Il caporalato va combattuto, senza se e senza ma. E’ una forma di sfruttamento intollerabile della manodopera e si traduce anche in concorrenza sleale nei confronti delle aziende serie che rispettano i contratti di lavoro.

Ad un anno dall’approvazione definitiva da parte della Camera dei Deputati della legge di contrasto al caporalato, il Ministero delle politiche agricole ha celebrato la ricorrenza nella Sala Paola Clemente, dedicata alla lavoratrice morta nei campi a luglio 2015, alla presenza dei Ministri Maurizio Martina, Marco Minniti, Andrea Orlando, Giuliano Poletti insieme a Inps, sindacati, organizzazioni agricole e industria alimentare.

“Nell’ultimo anno – ha affermato il Ministro Maurizio Martina – il contrasto al caporalato è stato rafforzato. Lo dicono le decine di indagini aperte e l’aumento dei controlli.  Abbiamo dati positivi anche di crescita del lavoro in agricoltura con +5% degli occupati e +7% dei contributi versati”.

Tutto bene quindi? Non proprio, non solo perché c’ancora molto da fare in Italia, ma perché lo sfruttamento della manodopera anche infantile, in condizioni pericolose per la salute, è praticato in molti Paesi. Ed é una questione che ci riguarda direttamente, in primo luogo perché ha una dimensione morale a cui tutti dovrebbero essere sensibili ed in secondo luogo perché da quei Paesi importiamo molti prodotti che fanno concorrenza sleale ai nostri.

Sugli scaffali dei supermercati di Berlino, Parigi e Copenaghen, ad esempio, stanno guadagnando sempre più spazio le confezioni di riso provenienti da Vietnam, Cambogia e Myanmar. Il rischio –  ma più che il rischio la certezza – è che certi prezzi troppo bassi del riso asiatico siano la conseguenza di un dumping “sociale” derivante dallo sfruttamento della manodopera. Un discorso analogo potrebbe essere fatto per altri prodotti importati non solo da Paesi terzi, ma anche da Paesi intracomunitari, soprattutto dell’Est Europa.

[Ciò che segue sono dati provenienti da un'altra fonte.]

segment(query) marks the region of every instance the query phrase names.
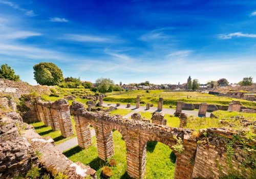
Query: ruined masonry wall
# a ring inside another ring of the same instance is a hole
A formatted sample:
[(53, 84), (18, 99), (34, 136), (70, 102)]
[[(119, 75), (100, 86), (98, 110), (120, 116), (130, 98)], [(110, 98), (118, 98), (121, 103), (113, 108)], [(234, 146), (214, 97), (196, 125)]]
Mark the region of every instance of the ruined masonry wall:
[(61, 99), (53, 103), (42, 102), (38, 99), (35, 105), (37, 116), (46, 125), (51, 126), (53, 130), (60, 130), (64, 138), (74, 134), (69, 105), (66, 99)]

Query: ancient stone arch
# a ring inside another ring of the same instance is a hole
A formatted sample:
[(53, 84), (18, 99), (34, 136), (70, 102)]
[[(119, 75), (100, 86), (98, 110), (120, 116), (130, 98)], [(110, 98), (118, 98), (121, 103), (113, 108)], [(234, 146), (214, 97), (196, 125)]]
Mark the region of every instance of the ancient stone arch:
[(105, 113), (84, 111), (82, 103), (74, 102), (74, 119), (78, 145), (82, 148), (91, 144), (89, 123), (95, 129), (98, 156), (105, 161), (114, 154), (112, 130), (118, 130), (126, 144), (127, 172), (132, 178), (142, 178), (145, 175), (146, 146), (148, 141), (160, 142), (174, 149), (174, 135), (183, 140), (184, 150), (176, 155), (175, 178), (190, 178), (193, 169), (191, 161), (195, 159), (196, 141), (191, 137), (189, 129), (145, 123), (123, 119), (120, 115), (110, 116)]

Quando la concorrenza ai nostri prodotti viene fatta non sulla qualità dei prodotti, bensi sullo sfruttamento della manodopera é doveroso adottare strumenti di difesa commerciale, come si dovrebbe fare per il rso, adottando la clausola di salvaguardia. Gli stessi europarlamentari hanno sugerito alla Commissione di imporre dazi più severi sulle merci importate nel caso in cui il Paese terzo esportatore “non disponga di un sufficiente livello di norme sociali” giudicate sulla base delle convenzioni sui diritti del lavoro. Ma L’Europa dovrebbe anche guardare a quel che succede in casa propria.